宿淼舔了舔唇,即便被警告性地把手給扔到了一邊,她還是賊心不死,繼續抬起手,放在了曲岸膝蓋靠下的位置,捏了捏:「這裡呢?」
比起之前的腿根部,這個位置似乎沒那麼敏感了,仿佛有了對比,就在可承受範圍之內。曲岸面色猶疑了一瞬,沒有立即再次把她趕開,宿淼的手就靈活地自己動了起來,一路順著曲岸的長腿,往下摸去:「這裡?這裡?這裡呢?」
這真是佛也發火,曲岸狠狠攥住她的手腕,冷聲道:「手不知道該放哪裡,就不要亂放。」
說完,曲岸再次把她推開,無聲地暗自深呼吸一口,壓下翻湧的熱氣。
宿淼已經確認過他的腿,主要也是吃夠了豆腐,就抱著自己被捏得有些痛的手,縮到了一邊。
她又原路挪了回去,遠離他貼著另一邊車窗坐著,看向窗外,長發披在肩上,只露出鼓鼓的一邊側臉,小聲嘟囔:「凶什麼凶。」
曲岸:「……」
他無聲地斜睨了宿淼的側影許久,才收回視線。
下車時,宿淼似乎又忘記了之前的不愉快,動作輕盈地下了車。
車子停在一處小山丘上,周圍全是綠意盎然的草地,風吹過來,有遠處的啾啾鳥鳴聲,原來曲岸所說的「城郊別墅」,指的並不是別墅,而是別墅附帶的這一片遼闊山丘。
這種優越的條件全城也沒有幾個人能享受得起,但於曲岸來說只是平常。

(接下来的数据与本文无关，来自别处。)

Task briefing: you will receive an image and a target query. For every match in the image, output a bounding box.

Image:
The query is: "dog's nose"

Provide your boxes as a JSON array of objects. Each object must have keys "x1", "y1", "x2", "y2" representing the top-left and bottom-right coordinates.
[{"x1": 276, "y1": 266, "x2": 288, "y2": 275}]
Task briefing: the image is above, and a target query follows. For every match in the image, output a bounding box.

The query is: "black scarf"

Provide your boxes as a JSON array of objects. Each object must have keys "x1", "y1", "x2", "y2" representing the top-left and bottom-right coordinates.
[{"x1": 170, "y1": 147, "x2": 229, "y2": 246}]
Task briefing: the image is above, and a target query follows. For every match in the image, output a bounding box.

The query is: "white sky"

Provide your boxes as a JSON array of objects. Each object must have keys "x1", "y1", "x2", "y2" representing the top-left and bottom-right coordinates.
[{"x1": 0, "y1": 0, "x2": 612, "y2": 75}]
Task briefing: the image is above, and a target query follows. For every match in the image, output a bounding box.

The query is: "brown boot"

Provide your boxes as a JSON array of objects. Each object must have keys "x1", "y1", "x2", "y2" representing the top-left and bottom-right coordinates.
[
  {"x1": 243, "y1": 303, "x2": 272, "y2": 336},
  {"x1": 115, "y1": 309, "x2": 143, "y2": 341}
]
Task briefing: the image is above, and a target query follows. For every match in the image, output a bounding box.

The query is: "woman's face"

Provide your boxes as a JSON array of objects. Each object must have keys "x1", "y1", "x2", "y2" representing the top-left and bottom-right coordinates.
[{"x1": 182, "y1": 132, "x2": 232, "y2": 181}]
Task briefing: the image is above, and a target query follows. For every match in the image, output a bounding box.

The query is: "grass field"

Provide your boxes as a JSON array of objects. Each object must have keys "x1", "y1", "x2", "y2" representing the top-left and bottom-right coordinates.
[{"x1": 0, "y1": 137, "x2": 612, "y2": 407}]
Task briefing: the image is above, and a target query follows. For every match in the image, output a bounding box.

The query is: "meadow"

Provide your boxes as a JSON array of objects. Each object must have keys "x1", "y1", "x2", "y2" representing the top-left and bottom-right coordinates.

宿淼呼吸了一口清新的空氣之後,覺得確實舒適,但也沒有多少驚奇崇慕,畢竟她當竹靈峰主的時候可是獨自擁有一座山頭,屋後還有飛瀑溫泉,比起這裡的條件不知好了多少。
見她神情平靜一如尋常,淡然的態度與boss十分相似,曲岸的保鏢暗暗心驚,但並未表露。
宿淼看到遠處有一片嫩黃色的小花,和青綠色正相映襯,十分活潑,便主動跑過來,擠開保鏢,推著曲岸的輪椅往前走去。
宿淼用身體和保鏢撞了一下,曲岸眼神一頓,接著朝保鏢看去,莫名陰沉沉地帶著警告。
被獨自甩在原地的保鏢先生欲哭無淚,曲總,您怎麼回事,您不是十分冷漠不可接近的嗎,這才多久,就變了。
宿淼並沒注意到這一幕,推著曲岸走開,回頭看了眼與保鏢拉開的距離,確認對方已經聽不到自己的說話聲,才開口道:「你幾天來演播廳了,為什麼?」
曲岸既然打算過去露面,就做好了宿淼會詢問的準備,當下便淡淡開口,仿佛十分隨意一般:「順路看看罷了,我總要清楚我的合作對象在做什麼。」
「好有道理的樣子。」宿淼點頭,假作認同,又接著說,「那,你特意把下午空出來兩個小時,又是為什麼?」
曲岸頓時噎住。
他面上飛起一抹薄紅,似是惱怒又似是尷尬,擰開頭說:「剛好有空而已!不是特意。」